Journal:Towards a contextual approach to data quality
Full article title | Towards a contextual approach to data quality |
---|---|
Journal | Data |
Author(s) | Canali, Stefano |
Author affiliation(s) | Leibniz University Hannover |
Primary contact | Email: stefano dot canali at philos dot uni-hannover dot de |
Year published | 2020 |
Volume and issue | 5(4) |
Article # | 90 |
DOI | 10.3390/data5040090 |
ISSN | 2306-5729 |
Distribution license | Creative Commons Attribution 4.0 International |
Website | https://www.mdpi.com/2306-5729/5/4/90/htm |
Download | https://www.mdpi.com/2306-5729/5/4/90/pdf (PDF) |
This article should be considered a work in progress and incomplete. Consider this article incomplete until this notice is removed. |
Abstract
This essay delves into the need for a framework for approaching data quality in the context of scientific research. First, the concept of "quality" as a property of information, evidence, and data is presented, and research on the philosophy of information, science, and biomedicine is reviewed. Based on this review, the need for a more purpose-dependent and contextual approach to data quality in scientific research is argued, whereby the quality of a dataset is dependent on the context of use of the dataset as much as the dataset itself. The rationale to the approach is then exemplified by discussing current critiques and debates of scientific quality, thus showcasing how data quality can be approached contextually.

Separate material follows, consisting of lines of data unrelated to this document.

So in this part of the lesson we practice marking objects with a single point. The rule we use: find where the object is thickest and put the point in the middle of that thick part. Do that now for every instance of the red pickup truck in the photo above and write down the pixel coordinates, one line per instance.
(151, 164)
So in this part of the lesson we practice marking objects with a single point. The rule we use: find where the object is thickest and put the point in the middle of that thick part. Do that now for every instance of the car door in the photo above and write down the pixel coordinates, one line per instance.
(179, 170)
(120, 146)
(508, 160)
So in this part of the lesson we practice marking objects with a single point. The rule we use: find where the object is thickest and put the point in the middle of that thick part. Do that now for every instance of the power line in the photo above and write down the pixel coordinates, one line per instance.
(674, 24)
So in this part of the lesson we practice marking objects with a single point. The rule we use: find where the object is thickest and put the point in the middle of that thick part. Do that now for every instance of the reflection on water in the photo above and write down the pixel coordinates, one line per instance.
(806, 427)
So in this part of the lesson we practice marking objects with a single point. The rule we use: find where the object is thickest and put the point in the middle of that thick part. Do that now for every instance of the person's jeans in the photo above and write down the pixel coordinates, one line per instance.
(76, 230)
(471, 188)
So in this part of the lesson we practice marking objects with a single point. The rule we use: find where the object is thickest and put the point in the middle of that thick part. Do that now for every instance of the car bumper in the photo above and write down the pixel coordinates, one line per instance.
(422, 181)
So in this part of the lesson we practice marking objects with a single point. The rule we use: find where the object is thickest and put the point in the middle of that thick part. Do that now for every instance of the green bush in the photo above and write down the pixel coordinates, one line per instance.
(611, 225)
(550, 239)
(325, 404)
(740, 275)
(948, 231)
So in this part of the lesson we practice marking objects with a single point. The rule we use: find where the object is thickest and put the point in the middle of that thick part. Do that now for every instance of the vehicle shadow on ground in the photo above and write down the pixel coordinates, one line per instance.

Keywords: research data management, scientific epistemology, data quality, FAIR, reproducibility crisis
Introduction
Determining the quality of scientific data is a task of key importance for any research project and involves considerations at conceptual, practical, and methodological levels. The task has arguably become even more pressing in recent years, as a result of the ways in which the volume, variety, value, volatility, veracity, and validity of scientific data have changed with the rise of data-intensive methods in the sciences.[1] At the start of the last decade, many commentators argued that these changes would bring dramatic shifts to the scientific method and would per se make science better, thanks to fully automated reasoning, more data-driven methods, less theorizing, and more objectivity.[2] However, analyses of the use of data-intensive methods in the sciences have shown that the feasibility and benefits of these methods are not automatic results of these changes, but crucially rest upon the transparency, validity, and quality of data practices.[3] As a consequence, there are currently various attempts at implementing guidelines to maintain and promote the quality of datasets, developing ways and tools to measure it, and conceptualizing the notion of quality.[4][5][6]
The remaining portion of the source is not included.